C. The Consolidation of the Appeals
{¶ 24} The parties in the two underlying cases sought consolidation on appeal given the similarity of facts, issues, and counsel. By magistrate order, we granted the request to consolidate; thereby consolidating case numbers 15CA14 and 15CA29 for purposes of oral argument and decision.
II. Assignments of Error
{¶ 25} In Case No. 15CA14, appellants raise three assignments of error for our review.
First Assignment of Error:
THE TRIAL COURT ERRED IN GRANTING PLAINTIFFS' AND THIRD PARTY DEFENDANT'S
MOTION FOR SUMMARY JUDGMENT.
Second Assignment of Error:
THE TRIAL COURT ERRED IN DENYING DEFENDANTS' FIRST MOTION FOR PARTIAL SUMMARY JUDGMENT.
Third Assignment of Error:
THE TRIAL COURT ERRED IN DENYING DEFENDANTS' THIRD MOTION FOR PARTIAL SUMMARY JUDGMENT.
{¶ 26} As for Case No. 15CA29, appellants raise three nearly identical assignments of error for our review.
First Assignment of Error:
THE TRIAL COURT ERRED IN GRANTING PLAINTIFFS' MOTION FOR SUMMARY JUDGMENT.
Second Assignment of Error:
THE TRIAL COURT ERRED IN DENYING DEFENDANTS' FIRST MOTION FOR PARTIAL SUMMARY JUDGMENT.

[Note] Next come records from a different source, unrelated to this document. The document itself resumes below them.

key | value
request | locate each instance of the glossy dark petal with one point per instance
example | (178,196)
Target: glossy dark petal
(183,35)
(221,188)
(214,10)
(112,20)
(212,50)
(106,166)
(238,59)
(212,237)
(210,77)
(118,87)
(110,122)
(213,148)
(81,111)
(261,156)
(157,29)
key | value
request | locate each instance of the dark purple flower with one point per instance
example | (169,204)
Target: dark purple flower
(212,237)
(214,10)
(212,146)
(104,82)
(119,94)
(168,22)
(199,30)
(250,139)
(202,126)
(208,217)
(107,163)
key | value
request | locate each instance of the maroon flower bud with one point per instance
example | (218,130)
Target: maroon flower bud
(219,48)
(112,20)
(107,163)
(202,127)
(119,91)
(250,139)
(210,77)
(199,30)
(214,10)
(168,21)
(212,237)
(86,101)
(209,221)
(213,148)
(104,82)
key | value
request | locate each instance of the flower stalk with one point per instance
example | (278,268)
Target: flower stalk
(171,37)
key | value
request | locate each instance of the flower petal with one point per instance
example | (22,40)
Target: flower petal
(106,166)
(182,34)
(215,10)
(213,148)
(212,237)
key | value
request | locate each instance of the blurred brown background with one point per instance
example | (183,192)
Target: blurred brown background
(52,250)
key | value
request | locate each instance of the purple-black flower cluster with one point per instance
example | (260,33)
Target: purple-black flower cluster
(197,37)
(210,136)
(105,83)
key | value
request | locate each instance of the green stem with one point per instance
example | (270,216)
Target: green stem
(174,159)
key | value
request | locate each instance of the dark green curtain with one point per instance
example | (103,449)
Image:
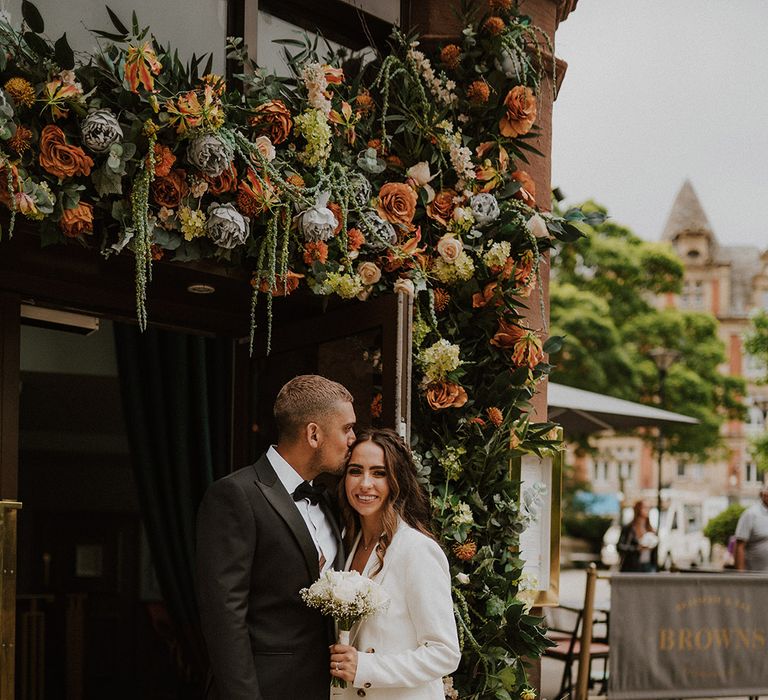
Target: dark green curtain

Third Assignment of Error:
THE TRIAL COURT ERRED IN DENYING DEFENDANTS' THIRD MOTION FOR PARTIAL SUMMARY JUDGMENT.
III. Law and Analysis
{¶ 27} Because appellants' assigned errors are interrelated, we address them jointly. In both cases, appellants argue that the trial court erred by granting the landowners' motion for summary judgment and in denying their cross motions for summary judgment. Essentially, appellants contend that the oil and gas leases have not expired under the terms of leases or by virtue of the Farmout Agreements.
A. Standard of Review
{¶ 28} We review the trial court's decision on a motion for summary judgment de novo. Smith v. McBride, 130 Ohio St.3d 51, 2011-Ohio-4674, 955 N.E.2d 954, ¶ 12. Accordingly, we afford no deference to the trial court's decision and independently review the record and the inferences that can be drawn from it to determine whether summary judgment is appropriate. Harter v. Chillicothe Long–Term Care, Inc., 4th Dist. Ross No. 11CA3277, 2012-Ohio-2464, 2012 WL 1997821, ¶ 12 ; Grimes v. Grimes, 4th Dist. Washington No. 08CA35, 2009-Ohio-3126, 2009 WL 1830761, ¶ 16.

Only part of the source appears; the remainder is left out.